Two years after the cash-strapped organization lost 22 percent of its former budget in 2011, Azerbaijan made a timely contribution of $5 million to UNESCO. That same year UNESCO hosted a photo exhibition titled “Azerbaijan, Land of Tolerance” at its Paris headquarters at the request of the Heydar Aliyev Foundation, led by Mehriban Aliyeva. The exhibition lauded the country’s purported tradition and state policy of multiculturalism and peaceful coexistence among ethnic and religious minorities. In 2019, the 43rd session of the UNESCO World Heritage Committee was hosted in Azerbaijan’s capital city of Baku.
UNESCO has abstained from condemning acts of cultural genocide committed by the Azerbaijani government, including the erasure of Armenian religious monuments in Nakhichevan. Azerbaijan for its part has refused to comply with the monitoring mechanisms of international organizations committed to the protection of cultural heritage. In 2006 the European Parliament adopted a resolution condemning the destruction of Djulfa cemetery and demanding that Azerbaijan allow a delegation of the European Parliament to visit the site. However, the European Parliament was denied access to Nakhichevan. In December of 2020 UNESCO lamented the delay in sending a mission to Artsakh to assess the status of cultural property following the war due to the lack of cooperation by Azerbaijan.

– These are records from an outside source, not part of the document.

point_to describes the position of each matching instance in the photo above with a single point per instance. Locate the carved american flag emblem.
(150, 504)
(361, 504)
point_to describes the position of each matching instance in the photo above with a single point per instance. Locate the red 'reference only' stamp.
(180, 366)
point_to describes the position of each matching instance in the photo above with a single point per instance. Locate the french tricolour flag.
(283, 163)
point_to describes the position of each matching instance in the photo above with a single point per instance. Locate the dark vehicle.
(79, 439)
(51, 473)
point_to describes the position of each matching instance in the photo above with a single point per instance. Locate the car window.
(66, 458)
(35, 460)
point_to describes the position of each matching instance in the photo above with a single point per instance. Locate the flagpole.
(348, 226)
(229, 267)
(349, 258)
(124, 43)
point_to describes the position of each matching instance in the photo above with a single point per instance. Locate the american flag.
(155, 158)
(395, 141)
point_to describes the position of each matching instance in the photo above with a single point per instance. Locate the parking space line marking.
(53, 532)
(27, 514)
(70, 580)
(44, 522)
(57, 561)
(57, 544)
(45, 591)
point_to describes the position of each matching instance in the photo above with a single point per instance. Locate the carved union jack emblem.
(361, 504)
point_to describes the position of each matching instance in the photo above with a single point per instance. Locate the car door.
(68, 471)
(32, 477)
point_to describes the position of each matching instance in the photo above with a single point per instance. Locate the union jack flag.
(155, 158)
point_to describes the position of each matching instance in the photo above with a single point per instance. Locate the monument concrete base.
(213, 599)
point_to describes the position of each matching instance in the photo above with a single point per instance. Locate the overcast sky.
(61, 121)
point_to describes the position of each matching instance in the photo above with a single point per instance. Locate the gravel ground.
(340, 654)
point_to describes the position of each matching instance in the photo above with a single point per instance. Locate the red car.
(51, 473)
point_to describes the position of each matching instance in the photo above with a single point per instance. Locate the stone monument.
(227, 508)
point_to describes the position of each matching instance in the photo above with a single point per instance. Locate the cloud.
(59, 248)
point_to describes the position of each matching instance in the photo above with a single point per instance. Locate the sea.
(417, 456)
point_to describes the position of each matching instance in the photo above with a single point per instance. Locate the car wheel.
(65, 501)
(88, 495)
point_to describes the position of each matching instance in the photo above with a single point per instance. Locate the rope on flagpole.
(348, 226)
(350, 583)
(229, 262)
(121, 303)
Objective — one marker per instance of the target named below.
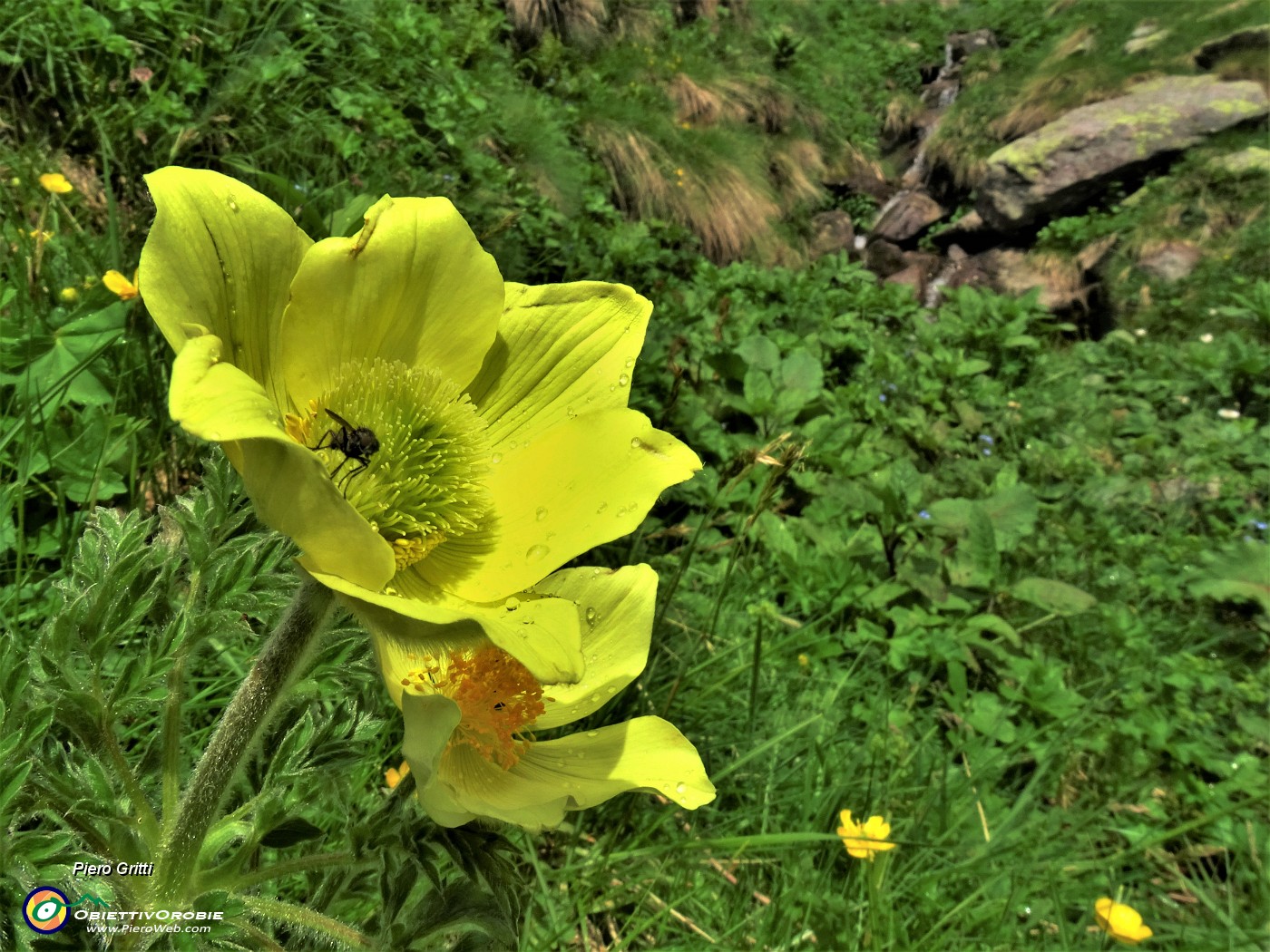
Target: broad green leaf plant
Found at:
(437, 442)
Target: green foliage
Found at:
(971, 568)
(152, 625)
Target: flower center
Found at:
(405, 447)
(497, 697)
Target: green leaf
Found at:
(291, 831)
(1053, 596)
(968, 368)
(759, 352)
(1241, 574)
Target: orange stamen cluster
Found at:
(300, 428)
(497, 697)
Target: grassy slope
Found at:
(826, 643)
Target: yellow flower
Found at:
(1120, 922)
(864, 840)
(434, 440)
(470, 707)
(393, 776)
(121, 286)
(56, 183)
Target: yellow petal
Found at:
(1121, 922)
(413, 286)
(289, 486)
(562, 351)
(56, 183)
(616, 609)
(429, 723)
(542, 632)
(222, 256)
(583, 482)
(569, 773)
(118, 285)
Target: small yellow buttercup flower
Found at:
(121, 286)
(56, 183)
(1120, 922)
(863, 840)
(394, 774)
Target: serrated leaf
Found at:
(1238, 575)
(291, 831)
(1053, 596)
(759, 352)
(968, 368)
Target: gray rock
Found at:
(907, 216)
(832, 232)
(1253, 159)
(1064, 165)
(1170, 260)
(883, 257)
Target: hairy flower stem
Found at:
(275, 670)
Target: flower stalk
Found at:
(275, 670)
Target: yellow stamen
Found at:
(408, 551)
(495, 695)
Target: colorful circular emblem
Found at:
(44, 909)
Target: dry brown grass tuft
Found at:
(694, 103)
(569, 19)
(635, 165)
(1048, 97)
(901, 113)
(758, 101)
(635, 23)
(851, 161)
(755, 99)
(797, 170)
(728, 211)
(1079, 41)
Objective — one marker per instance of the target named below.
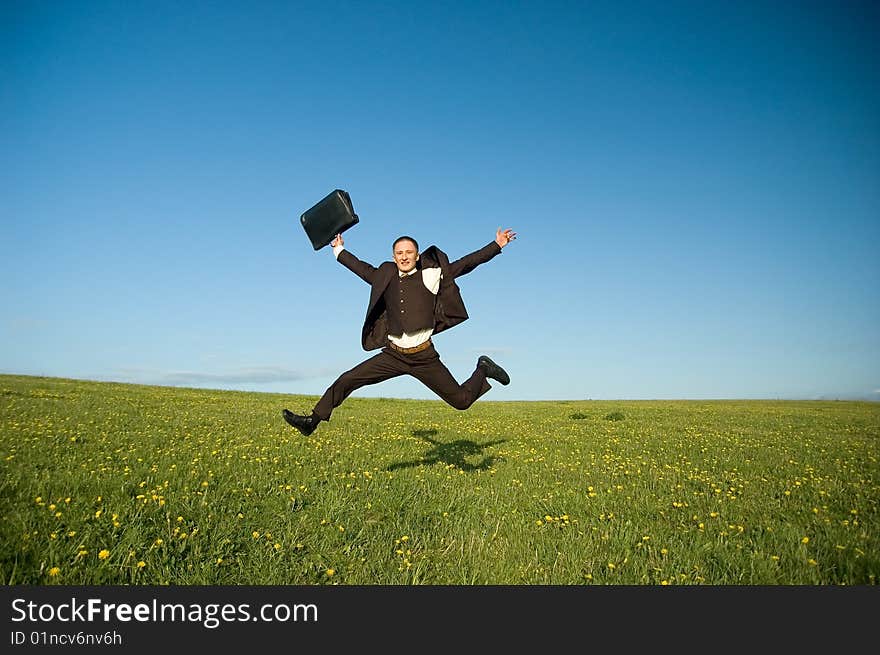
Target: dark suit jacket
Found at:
(449, 308)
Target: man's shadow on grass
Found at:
(453, 453)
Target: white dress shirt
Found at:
(431, 280)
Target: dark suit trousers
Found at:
(425, 366)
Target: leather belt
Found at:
(409, 351)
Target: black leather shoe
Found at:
(305, 424)
(493, 370)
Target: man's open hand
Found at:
(503, 237)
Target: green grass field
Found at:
(107, 483)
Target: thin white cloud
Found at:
(237, 376)
(251, 375)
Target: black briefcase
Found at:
(332, 215)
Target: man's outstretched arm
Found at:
(469, 262)
(362, 269)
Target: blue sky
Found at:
(695, 186)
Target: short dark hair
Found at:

Following the latest report of the demolition of the Zoravor Surp Astvatsatsin Church in Jabrayil, the Ministry of Foreign Affairs of Azerbaijan refuted allegations of a cultural crime, claiming that the 200 year old chapel was constructed “only five years ago” and “cannot be considered a part of Jabrayil’s cultural history.” Meanwhile thousands of cultural and religious monuments testifying to an ancient Armenian presence in Artsakh remain under Azerbaijani control and at risk of erasure.